If you’re fed up with your job, it may seem like there are only two steps to becoming an entrepreneur. The first is to quit your job, and the next step is to start a company. While it is possible to transition successfully from employee to entrepreneur, it’s a little more complex than that.
Here are the 12 steps you’ll need to take to become your own boss.
Some people call this finding your passion, but it’s more than that. Think about your skills, abilities and experience. Consider what you can realistically see yourself doing for hours each day, for weeks and years.
A viable business is the intersection between what you’d like to do and what others will pay for. Remember the “Jump to Conclusions Mat” from the movie Office Space? Todd loved building it, but no one was going to buy it. It wasn’t a viable business opportunity.
Find a few people that you think would be your ideal clients. Ask them about their biggest needs, fears and aspirations related to the business idea you plan to pursue. Are the benefits of your product or service in line with their real needs? Also, make a note of the words they use, as they’ll eventually help make your marketing more authentic.
Today’s marketing involves content creation, social media, email outreach and more. Make sure you know how you’ll approach each of these alternatives to introduce your idea to customers. At the same time, lay out a business plan that details how you intend your business to function. It doesn’t need to be super formal, but it does need to cover your operating structure, product, delivery systems and expansion plans.
If you can, test your company idea by launching on a small scale on the side, while still working your day job. This gives you a no-risk opportunity to test your ideas, get your first clients and see if the business will hold up over time before you leave the security of your current position.

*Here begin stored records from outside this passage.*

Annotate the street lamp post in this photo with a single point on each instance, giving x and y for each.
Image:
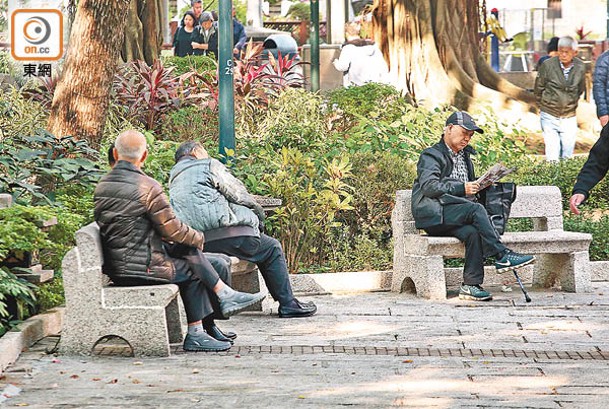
(314, 40)
(226, 98)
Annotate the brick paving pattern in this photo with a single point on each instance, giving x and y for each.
(373, 350)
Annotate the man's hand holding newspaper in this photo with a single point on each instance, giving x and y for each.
(494, 174)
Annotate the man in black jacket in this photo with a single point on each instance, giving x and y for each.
(145, 243)
(594, 170)
(444, 204)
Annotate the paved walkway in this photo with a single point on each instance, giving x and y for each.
(371, 350)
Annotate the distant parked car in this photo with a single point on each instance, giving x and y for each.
(283, 43)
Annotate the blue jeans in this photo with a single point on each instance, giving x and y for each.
(559, 135)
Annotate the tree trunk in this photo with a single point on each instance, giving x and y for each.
(432, 47)
(82, 95)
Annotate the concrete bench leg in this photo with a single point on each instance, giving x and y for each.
(425, 272)
(151, 339)
(174, 321)
(571, 270)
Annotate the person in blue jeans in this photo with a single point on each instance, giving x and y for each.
(205, 195)
(444, 204)
(558, 86)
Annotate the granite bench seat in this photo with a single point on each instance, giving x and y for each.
(562, 256)
(147, 317)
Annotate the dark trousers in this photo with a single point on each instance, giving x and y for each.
(196, 276)
(267, 254)
(469, 223)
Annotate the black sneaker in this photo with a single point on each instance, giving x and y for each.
(203, 342)
(238, 302)
(474, 292)
(512, 260)
(297, 309)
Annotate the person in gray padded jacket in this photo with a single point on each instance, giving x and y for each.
(204, 194)
(144, 243)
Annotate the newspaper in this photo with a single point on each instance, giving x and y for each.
(493, 175)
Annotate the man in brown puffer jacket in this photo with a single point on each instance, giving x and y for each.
(145, 243)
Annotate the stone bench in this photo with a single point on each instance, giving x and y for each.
(147, 317)
(562, 256)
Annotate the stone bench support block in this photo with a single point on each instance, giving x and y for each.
(147, 317)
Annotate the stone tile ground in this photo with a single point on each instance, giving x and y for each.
(370, 350)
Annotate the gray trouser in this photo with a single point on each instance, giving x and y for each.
(267, 254)
(469, 223)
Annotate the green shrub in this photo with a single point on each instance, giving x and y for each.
(20, 116)
(50, 294)
(369, 100)
(311, 201)
(34, 167)
(21, 293)
(199, 63)
(190, 123)
(375, 179)
(359, 253)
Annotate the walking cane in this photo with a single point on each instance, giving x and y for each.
(526, 295)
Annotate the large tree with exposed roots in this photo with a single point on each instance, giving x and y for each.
(81, 99)
(433, 50)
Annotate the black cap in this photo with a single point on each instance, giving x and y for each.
(464, 120)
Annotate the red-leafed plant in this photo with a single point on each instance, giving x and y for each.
(257, 81)
(283, 72)
(148, 93)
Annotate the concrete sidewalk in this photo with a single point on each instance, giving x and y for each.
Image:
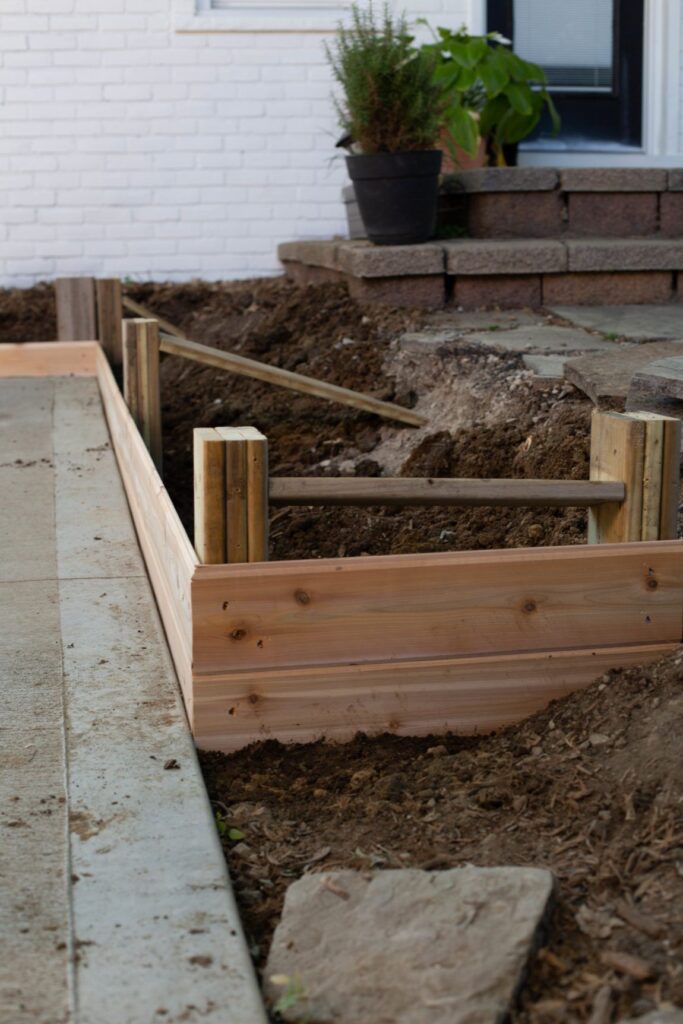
(115, 902)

Running a small-scale operation will help you determine which parts of your idea are great and which ones need adjusting. Take customer feedback seriously and make any necessary changes before you begin scaling up.
If your idea seems viable, determine who you’ll want on your business leadership team when you eventually launch full time. Depending on your personal experience, you may need help in areas such as finance, marketing, customer service and production.
For a small venture, this might mean saving up some money to get through the first few months or taking cash from your 401(k). If your aspirations are a bit larger, you may need to think about how to procure venture capital or other outside investment.
At the same time, you’ll also want to decide what kind of company structure to register. Do you want to incorporate, form an LLC or create a partnership? Get this taken care of legally and carefully define the roles and investment of each of your leadership team members.
When you’re ready, leave your day job. This may feel like an amazing relief after all the work you already put in, but trust me, more work awaits. Although it may be tempting, be sure not to burn any bridges as you leave — you never know when you’ll encounter former bosses and colleagues again, and you may need to work with them in the future.
With your full-time schedule now devoted to your business, set up a company budget. This should include payments for marketing expenses, salaries and other important purchases. Just be sure not to waste money on frivolous expenses!
Finally, all that’s left to do is to work the plans you’ve carefully laid out for yourself. Of course, that plan may change over time as you encounter and overcome obstacles. But, this is it — you’re a full-fledged entrepreneur. Congratulations!
As you can see, becoming an entrepreneur requires a lot of work before you even consider quitting your day job. However, if you follow each of the steps listed above and your idea still seems viable, you can leave your life as an employee and become an entrepreneur instead.
There are still many challenges you’ll face, but for most entrepreneurs, the benefits of meaningful work and self-direction are much more important.